オートファジーは、細胞の動的なリサイクルシステムであり、細胞質成分、異常なタンパク質凝集体、過剰または損傷したオルガネラを分解することで、新しい細胞成分を作り出すための材料 (アミノ酸など) が使用できるようになります。オートファジーは、分解されるタンパク質やオルガネラ、細胞質成分が小さな膜で囲まれ、オートファゴソームが形成されることで起こります。続いて、オートファゴソームはリソソームと融合してオートリソソームを形成し、この時リソソームの酵素によって細胞成分が分解されます。オートファジーは通常栄養飢餓状態で活性化されますが、発生、分化、神経変性疾患、ストレス、感染、肥満、がんといった生理的および病理的なプロセスとも関係しています。

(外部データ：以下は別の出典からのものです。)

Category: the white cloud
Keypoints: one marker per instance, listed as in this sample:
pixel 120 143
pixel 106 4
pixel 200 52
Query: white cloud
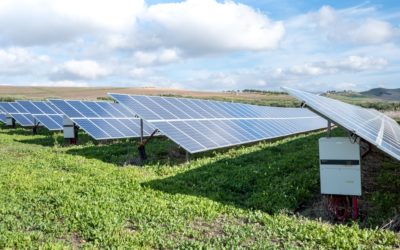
pixel 204 26
pixel 84 69
pixel 18 60
pixel 25 22
pixel 348 26
pixel 348 64
pixel 165 56
pixel 66 83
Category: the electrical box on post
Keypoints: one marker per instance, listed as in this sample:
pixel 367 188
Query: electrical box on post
pixel 68 127
pixel 9 121
pixel 339 166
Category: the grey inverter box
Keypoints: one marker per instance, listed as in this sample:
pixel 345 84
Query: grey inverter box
pixel 340 170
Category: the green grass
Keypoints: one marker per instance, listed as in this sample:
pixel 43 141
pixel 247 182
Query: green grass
pixel 66 197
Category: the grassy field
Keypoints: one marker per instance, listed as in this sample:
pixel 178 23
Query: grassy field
pixel 79 196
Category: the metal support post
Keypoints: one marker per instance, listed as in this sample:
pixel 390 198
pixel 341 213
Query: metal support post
pixel 141 130
pixel 329 128
pixel 187 157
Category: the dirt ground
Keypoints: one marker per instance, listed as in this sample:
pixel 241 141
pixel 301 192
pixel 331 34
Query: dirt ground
pixel 93 93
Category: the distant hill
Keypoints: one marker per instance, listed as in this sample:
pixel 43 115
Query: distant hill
pixel 382 93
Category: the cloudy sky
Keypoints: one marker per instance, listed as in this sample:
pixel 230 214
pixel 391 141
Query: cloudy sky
pixel 201 44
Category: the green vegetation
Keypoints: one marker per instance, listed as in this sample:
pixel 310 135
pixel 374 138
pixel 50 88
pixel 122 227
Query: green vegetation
pixel 365 101
pixel 79 196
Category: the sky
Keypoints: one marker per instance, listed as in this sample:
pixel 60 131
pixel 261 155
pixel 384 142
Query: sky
pixel 201 44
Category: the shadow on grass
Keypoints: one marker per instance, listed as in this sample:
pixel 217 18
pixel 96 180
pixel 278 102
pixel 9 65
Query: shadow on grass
pixel 281 176
pixel 124 152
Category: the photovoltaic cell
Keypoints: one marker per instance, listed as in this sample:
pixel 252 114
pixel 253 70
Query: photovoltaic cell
pixel 103 120
pixel 44 113
pixel 16 111
pixel 201 125
pixel 371 125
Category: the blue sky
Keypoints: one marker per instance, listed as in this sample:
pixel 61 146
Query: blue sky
pixel 201 44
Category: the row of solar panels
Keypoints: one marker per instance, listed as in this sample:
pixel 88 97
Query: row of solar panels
pixel 195 125
pixel 200 125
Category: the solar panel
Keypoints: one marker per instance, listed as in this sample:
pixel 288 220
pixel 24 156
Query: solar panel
pixel 3 117
pixel 371 125
pixel 103 120
pixel 45 113
pixel 201 125
pixel 16 111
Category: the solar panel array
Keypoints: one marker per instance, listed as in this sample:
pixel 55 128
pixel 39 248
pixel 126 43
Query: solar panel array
pixel 201 125
pixel 371 125
pixel 103 120
pixel 45 113
pixel 3 116
pixel 16 111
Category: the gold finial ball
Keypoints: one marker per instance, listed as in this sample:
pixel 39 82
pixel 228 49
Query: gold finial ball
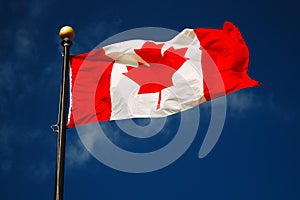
pixel 66 31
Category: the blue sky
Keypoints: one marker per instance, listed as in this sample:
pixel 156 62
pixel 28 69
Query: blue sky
pixel 256 157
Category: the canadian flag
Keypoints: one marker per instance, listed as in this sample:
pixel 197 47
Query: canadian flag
pixel 143 79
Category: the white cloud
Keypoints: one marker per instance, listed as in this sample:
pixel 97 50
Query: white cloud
pixel 242 101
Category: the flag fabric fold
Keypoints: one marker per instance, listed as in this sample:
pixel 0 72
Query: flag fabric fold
pixel 141 79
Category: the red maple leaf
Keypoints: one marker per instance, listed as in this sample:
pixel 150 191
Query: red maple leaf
pixel 157 73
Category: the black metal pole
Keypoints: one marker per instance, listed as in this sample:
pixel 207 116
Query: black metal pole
pixel 67 36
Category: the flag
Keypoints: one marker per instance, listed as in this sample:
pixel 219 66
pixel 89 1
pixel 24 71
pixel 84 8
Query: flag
pixel 142 79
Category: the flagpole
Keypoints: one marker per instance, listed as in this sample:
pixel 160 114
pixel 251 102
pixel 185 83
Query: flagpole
pixel 67 34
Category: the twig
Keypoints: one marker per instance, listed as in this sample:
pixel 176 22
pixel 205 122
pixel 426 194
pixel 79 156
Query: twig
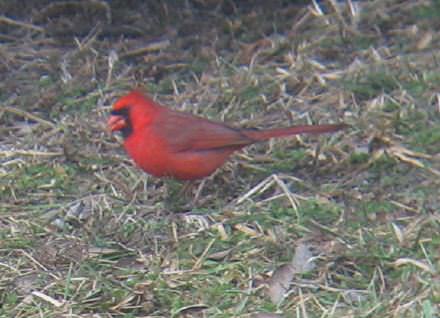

mTORキナーゼはオートファジー誘導の重要な制御因子で、活性化されたmTOR (AktおよびMAPKシグナル伝達) はオートファジーを抑制し、他方、抑制されたmTOR (AMPKおよびp53シグナル伝達) はオートファジーを促進します。オートファジーの分子機構は多くが酵母で発見され、多くのオートファジー関連遺伝子 (Atg) によって制御されます。セリン/スレオニンキナーゼであるULKは、酵母Atg1と同様の役割を担い、mTOR複合体の下流で働きます。ULKは、Atg13および足場タンパク質のFIP200と大きな複合体を形成します。class III phosphoinositide 3-kinase (PI3KクラスIIIまたはhVps34) は、オートファジーの主な制御因子です。p105/Vsp15、Beclin-1、UVRAG、Atg14、Rubiconといった複数のタンパク質が、PI3KクラスIIIと関係しています。Rubiconは、PI3KクラスIII脂質キナーゼ活性を阻害し、PI3KクラスIII活性のエンハンサーであるAtg14Lの作用に拮抗します。Atg遺伝子は、Atg12-Atg5とLC3-II (Atg8-II) の複合体を介してオートファゴソームの形成を制御します。Atg12は、Atg7とAtg10 (それぞれE1、E2様酵素) を必要とするユビキチン様反応で、Atg5に結合します。Atg12-Atg5複合体は、その後Atg16と非共有結合的に相互作用し、大きな複合体を形成します。2つ目の複合体LC3/Atg8は、Atg4プロテアーゼによってC末端が切断され、細胞質型LC3-Iを産生します。LC3-Iは、Atg7とAtg3 (それぞれE1、E2様酵素) を必要とするユビキチン様反応によって、ホスファチジルエタノールアミン (PE) という脂質に結合します。LC3-IIとして知られるPE結合型LC3は、オートファゴソーム膜に結合します。ユビキチン結合タンパク質であるSequestome 1 (SQSTM1、p62) は、LC3/Atg8に結合します。そのため、SQSTM1含有タンパク質凝集体はオートファゴソームに運ばれ、それらのオートファジーによる分解を促進します。